I tried this out and it worked for me.

ASP.NET Mvc - nullable parameters and comma as separator

How should I define route in my global.asax to be able use nullable parameters and coma as separator?
I'm trying to implement routing rule for my search users page like
"{Controller}/{Action},{name},{page},{status}"
Full entry from the Global.asax:
routes.MapRoute(
"Search",
"{controller}/{action},{name},{page},{status}",
new { controller = "User", action = "Find",
name = UrlParameter.Optional,
page = UrlParameter.Optional,
status = UrlParameter.Optional }
);
Routine defined like above works fine when I'm entering all parameters, but when some parameters are equal to null routing fails (for example "user/find,,,")
According to Clicktricity comment bellow - the singature of action method that handes the request:
public ActionResult Find(string userName, int? page, int? status)
{
// [...] some actions to handle the request
}
On the beginning I was testing the route by VS debugger, now I'm using route debugger described on Phil's Haack blog. The tool confirm - that routing with null values is not properly handled (or I'm doing something wrong ;) )

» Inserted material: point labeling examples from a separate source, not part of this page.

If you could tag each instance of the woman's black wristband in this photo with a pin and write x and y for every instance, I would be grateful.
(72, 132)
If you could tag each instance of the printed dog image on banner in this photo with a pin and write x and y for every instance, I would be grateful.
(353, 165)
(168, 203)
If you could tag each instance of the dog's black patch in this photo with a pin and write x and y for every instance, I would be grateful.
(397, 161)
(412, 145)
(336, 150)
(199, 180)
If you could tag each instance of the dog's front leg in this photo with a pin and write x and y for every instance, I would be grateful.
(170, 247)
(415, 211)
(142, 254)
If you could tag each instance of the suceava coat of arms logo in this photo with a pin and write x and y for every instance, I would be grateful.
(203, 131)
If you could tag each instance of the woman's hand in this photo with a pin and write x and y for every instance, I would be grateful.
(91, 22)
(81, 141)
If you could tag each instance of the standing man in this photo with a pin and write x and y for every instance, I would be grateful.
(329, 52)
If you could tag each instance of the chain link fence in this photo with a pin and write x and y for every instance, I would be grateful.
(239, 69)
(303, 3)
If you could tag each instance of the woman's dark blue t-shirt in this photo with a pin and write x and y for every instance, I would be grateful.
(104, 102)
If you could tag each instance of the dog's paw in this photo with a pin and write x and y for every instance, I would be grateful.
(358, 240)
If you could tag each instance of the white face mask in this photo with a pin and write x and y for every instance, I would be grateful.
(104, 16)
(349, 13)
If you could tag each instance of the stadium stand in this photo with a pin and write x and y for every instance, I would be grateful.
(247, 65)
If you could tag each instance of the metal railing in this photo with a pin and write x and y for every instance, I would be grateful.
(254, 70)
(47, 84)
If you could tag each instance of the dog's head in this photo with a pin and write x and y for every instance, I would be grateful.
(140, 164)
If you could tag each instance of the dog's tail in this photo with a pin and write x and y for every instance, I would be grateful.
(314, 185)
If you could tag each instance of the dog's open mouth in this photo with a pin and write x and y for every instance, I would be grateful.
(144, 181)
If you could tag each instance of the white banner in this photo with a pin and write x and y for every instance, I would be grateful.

As far as I know .Net routing doesn't let you do multiple nullable parameters like that. Multiple parameters will only work if they are missing working backwards from the end and with the separator also missing so you'd get matches on
user/find,bob,2,live
user/find,bob,2
user/find,bob
user/find
It'd be a lot easier to use querystrings for what you're trying to do.
Edit based on comment:
If this is necessary then you could try doing it this way (though it's not a nice approach)
Change your path to match
{Controller}/{Action},{*parameters}
Make sure to put a constraint on the action and controller so this is limited to as few as possible.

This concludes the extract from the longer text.